あなたが取締役に選任されたら?

 実は私も、ある企業の社外取締役だった経験があり、現在もまた別の企業の社外取締役を務めています。威圧感のある取締役会の場で、反対意見を言うのはそれなりに勇気のいることです。

 私が社外取締役として尊敬しているのは、日本電産の代表取締役会長、最高経営責任者である永守重信氏です。永守氏は多くの会社の社外取締役も務めてきましたが、ある企業の決定に「ノー」を表明し、社外取締役を退任したときの引き際の潔さがとても印象的でした。

 ARIA読者は、勤務している会社で昇進して取締役に就任する、あるいは私のように専門性のある仕事をしていることで社外取締役を依頼される、といったこともあると思います。ダイバーシティを重視して女性の取締役を増やそうとする動きもあるなか、今後、働く女性であれば、取締役として経営に携わることは、他人事でなくなってくるでしょう。

上場企業の女性役員は1000人を突破

 冒頭でも触れましたが、実際に2019年には、上場企業の取締役に占める社外取締役の比率が初めて3割を超えました。さらに上場企業の監査役や執行役を含む役員では女性が1000人を突破したと報道されました。

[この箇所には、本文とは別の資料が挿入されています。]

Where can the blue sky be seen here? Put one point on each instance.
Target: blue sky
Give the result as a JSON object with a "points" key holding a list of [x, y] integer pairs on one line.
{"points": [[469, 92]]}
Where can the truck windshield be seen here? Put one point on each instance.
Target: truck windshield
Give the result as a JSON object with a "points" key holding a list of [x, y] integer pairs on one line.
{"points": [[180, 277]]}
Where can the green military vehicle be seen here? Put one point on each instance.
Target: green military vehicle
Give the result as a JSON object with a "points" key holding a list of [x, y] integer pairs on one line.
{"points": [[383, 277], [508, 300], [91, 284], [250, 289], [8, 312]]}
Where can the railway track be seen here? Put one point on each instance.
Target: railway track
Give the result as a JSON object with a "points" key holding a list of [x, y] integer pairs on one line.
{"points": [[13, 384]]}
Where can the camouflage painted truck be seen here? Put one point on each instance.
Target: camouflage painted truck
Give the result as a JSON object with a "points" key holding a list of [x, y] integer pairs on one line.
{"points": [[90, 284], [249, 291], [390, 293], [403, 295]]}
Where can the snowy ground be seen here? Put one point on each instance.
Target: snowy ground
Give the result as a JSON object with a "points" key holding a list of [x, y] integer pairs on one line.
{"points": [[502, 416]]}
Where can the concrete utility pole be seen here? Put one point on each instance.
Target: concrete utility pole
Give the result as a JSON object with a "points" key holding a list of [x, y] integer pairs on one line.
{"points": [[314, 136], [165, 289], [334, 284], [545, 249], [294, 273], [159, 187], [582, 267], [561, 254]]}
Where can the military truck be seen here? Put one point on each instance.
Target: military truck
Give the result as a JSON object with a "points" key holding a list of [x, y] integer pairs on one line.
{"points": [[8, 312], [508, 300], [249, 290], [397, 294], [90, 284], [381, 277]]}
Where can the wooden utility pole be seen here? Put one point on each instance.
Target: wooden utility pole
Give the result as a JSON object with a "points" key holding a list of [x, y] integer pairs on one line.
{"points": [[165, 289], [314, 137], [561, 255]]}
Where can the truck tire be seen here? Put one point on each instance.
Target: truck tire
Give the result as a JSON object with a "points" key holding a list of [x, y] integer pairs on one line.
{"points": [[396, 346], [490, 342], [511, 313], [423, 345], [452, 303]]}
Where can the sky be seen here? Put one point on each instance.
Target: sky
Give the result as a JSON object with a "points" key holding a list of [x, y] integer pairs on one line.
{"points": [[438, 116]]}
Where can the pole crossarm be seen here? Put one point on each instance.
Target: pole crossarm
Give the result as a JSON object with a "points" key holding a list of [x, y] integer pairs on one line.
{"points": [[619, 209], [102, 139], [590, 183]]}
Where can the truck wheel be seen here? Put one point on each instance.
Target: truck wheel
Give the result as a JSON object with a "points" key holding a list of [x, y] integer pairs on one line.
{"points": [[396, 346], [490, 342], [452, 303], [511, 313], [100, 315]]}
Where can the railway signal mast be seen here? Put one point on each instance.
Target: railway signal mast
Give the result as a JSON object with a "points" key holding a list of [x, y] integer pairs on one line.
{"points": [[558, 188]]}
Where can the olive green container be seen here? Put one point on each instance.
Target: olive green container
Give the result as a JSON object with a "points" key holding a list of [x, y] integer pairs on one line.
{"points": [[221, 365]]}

 取締役会の決定は、いわゆる経営判断です。もし誤った判断をして会社に損害を与えることになれば、株主から訴訟を起こされるといった形で、判断をした経営陣の一人として責任を負わなければなりません。そのためには賛成でも反対でも、それに対する理由とともに、自分の意見を明確に伝えることが必要になります。

 経営のポストが女性に対して大きく開かれてきたことをチャンスと受け止め、もし取締役や社外取締役にならないかと声がかかったら、ぜひ前向きに引き受けてください。経営を通じて、会社と世の中を変えていきましょう。